Tamam ama başkasının eşyasını izinsiz alamayız ı öğretmek için kreş veya okulu mu beklemek gerek? Öğretmen öğretir nasılsa mı diyelim? Kreş yaşına gelmiş çocuğa bunu ailesinin öğretmesi gerek. Havadan konuşmuyorum 2 çocuk büyüttüm. Zor ve çok sabır gerekiyor, sağlam sinir olması lazım.

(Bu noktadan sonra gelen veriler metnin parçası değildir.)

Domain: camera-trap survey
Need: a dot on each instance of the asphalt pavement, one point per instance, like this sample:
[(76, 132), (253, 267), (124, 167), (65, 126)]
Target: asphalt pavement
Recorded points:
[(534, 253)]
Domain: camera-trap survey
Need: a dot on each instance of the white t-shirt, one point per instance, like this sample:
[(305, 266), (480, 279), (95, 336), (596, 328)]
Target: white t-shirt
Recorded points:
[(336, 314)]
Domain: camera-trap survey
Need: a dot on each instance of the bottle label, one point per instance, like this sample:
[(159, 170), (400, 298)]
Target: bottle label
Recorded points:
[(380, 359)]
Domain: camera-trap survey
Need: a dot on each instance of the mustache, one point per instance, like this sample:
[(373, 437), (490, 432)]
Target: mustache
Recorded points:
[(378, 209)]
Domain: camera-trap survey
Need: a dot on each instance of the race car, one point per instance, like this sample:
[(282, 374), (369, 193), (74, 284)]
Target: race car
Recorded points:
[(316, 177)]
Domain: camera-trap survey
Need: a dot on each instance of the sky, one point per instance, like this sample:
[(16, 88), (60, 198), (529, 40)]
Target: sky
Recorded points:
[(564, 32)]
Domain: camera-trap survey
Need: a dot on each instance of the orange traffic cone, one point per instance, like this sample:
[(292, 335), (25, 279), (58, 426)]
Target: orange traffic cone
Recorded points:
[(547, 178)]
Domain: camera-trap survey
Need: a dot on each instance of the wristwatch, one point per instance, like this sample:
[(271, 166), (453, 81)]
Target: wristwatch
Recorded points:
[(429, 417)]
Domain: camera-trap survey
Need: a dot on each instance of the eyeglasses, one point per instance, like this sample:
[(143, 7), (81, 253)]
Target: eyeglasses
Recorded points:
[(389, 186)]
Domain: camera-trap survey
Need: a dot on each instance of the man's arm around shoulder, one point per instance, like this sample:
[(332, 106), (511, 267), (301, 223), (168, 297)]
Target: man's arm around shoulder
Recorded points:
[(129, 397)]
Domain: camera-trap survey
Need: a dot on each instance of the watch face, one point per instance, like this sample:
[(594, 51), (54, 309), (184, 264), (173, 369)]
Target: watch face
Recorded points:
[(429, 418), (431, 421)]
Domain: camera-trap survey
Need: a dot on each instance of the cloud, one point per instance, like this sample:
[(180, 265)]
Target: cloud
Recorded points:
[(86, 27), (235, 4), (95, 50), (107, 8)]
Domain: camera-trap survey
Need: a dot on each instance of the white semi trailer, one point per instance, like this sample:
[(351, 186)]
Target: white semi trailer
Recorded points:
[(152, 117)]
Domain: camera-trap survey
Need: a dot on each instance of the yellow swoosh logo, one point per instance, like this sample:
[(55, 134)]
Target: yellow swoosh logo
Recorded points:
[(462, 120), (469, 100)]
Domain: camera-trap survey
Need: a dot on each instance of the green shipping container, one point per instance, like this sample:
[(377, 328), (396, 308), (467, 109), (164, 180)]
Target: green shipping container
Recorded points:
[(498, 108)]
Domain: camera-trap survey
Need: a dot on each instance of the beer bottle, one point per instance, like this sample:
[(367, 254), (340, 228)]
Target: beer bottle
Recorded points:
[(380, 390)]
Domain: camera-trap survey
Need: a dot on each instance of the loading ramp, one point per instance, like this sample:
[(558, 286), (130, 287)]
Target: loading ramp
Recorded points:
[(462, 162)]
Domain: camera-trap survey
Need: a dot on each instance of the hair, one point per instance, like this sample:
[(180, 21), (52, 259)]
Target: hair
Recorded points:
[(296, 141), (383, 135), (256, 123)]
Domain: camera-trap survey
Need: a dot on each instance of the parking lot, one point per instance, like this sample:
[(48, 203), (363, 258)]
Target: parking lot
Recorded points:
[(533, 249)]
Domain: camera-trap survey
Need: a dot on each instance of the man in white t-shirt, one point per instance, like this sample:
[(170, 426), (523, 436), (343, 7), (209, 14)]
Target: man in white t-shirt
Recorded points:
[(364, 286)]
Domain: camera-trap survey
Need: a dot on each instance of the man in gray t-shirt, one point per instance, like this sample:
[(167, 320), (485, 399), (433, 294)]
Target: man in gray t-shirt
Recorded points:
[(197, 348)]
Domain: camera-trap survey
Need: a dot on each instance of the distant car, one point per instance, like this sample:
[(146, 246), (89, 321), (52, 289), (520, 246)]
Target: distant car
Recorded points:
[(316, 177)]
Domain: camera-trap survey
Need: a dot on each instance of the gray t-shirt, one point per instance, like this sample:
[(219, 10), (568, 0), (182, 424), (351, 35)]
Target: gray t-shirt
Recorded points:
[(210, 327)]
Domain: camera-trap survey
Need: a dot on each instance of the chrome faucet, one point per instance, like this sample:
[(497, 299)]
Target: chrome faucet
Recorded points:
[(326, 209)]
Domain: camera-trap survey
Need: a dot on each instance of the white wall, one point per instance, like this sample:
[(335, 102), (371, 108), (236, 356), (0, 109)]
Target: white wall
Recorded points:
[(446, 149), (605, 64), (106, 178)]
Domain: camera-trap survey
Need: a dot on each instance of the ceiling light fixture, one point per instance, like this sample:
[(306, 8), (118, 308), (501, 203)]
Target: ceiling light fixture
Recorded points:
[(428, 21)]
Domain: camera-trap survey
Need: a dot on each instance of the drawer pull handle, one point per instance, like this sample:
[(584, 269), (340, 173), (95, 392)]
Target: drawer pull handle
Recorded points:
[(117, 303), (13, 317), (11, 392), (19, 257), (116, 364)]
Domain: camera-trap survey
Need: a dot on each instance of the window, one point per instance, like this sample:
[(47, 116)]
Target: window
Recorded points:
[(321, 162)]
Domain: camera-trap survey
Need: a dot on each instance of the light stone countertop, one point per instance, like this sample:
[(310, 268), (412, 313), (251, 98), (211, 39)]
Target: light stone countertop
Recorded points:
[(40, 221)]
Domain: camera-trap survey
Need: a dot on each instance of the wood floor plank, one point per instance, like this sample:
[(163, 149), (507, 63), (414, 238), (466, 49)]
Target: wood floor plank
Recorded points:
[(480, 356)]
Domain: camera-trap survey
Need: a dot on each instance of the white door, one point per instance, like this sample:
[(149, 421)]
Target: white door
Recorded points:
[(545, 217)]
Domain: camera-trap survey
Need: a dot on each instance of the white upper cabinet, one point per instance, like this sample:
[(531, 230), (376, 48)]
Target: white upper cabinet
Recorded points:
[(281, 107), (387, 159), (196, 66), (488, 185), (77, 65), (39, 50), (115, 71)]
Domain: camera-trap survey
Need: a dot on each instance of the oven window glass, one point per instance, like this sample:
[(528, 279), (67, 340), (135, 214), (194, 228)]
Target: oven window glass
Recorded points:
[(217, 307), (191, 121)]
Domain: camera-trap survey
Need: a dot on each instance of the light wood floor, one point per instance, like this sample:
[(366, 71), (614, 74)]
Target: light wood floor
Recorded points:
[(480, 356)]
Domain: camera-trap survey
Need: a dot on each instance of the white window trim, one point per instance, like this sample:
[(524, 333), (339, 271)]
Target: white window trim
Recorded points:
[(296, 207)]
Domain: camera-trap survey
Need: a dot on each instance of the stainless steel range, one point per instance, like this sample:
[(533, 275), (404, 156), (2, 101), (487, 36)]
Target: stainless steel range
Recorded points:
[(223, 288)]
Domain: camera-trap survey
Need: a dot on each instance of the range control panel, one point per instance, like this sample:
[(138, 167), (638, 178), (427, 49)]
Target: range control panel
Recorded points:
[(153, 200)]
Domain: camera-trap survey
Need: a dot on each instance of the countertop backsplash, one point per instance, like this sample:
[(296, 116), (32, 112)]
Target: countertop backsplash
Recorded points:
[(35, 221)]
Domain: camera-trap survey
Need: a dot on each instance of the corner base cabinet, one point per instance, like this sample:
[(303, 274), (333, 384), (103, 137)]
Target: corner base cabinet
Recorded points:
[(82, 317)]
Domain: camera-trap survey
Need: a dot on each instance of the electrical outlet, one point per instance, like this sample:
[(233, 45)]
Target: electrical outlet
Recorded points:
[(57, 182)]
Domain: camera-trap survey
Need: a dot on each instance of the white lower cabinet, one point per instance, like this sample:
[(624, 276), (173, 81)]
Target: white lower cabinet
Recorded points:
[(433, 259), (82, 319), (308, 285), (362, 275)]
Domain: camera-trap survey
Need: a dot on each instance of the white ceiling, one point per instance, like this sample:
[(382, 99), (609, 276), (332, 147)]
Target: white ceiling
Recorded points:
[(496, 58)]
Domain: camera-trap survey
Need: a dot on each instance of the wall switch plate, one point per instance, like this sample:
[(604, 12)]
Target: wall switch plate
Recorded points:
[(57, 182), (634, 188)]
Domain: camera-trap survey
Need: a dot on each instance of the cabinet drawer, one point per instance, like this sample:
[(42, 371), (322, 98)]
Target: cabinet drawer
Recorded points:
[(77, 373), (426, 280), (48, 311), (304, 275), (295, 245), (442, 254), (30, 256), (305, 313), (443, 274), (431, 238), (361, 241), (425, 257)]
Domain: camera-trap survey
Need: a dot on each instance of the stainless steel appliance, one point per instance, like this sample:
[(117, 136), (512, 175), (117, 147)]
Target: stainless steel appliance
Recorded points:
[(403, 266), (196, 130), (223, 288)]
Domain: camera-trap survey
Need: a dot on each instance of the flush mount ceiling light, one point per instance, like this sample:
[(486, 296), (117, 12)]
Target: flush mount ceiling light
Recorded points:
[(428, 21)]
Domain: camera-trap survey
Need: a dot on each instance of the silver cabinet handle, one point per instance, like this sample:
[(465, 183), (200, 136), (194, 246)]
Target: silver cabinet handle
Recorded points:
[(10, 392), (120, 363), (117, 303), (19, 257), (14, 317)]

Mürebbiye katılığından bahsetmiyorum, devamlı parmak sallayıp yapma etme diye diklenmeyelim ama hayır ve onu yapamayız bunu yapamayız çünkü sebebi bu diyebilmeliyiz.

Benmerkezciliğin ve işlem öncesi dönemden bahsediyoruz. Ben 3 yaşında diye hatırlıyorum çocuğu. O yaştaysa çocuğun "izinsiz alamayız" kuralını anlık esnetmesi çok normal. Tabi ki uyarılmalı orası ayrı konu. Ama evden okula tüm kuralları, ahlaki değerleri öğrenmiş full + full paket gelmiyor bu çocuklar. Gelse bile okul öncesi sınıfı farklı ortamdır. Kuralları esnetmeyi deneyebilirler. Her şey yaş ve gelişim seviyesine uygun anlatılmalıdır.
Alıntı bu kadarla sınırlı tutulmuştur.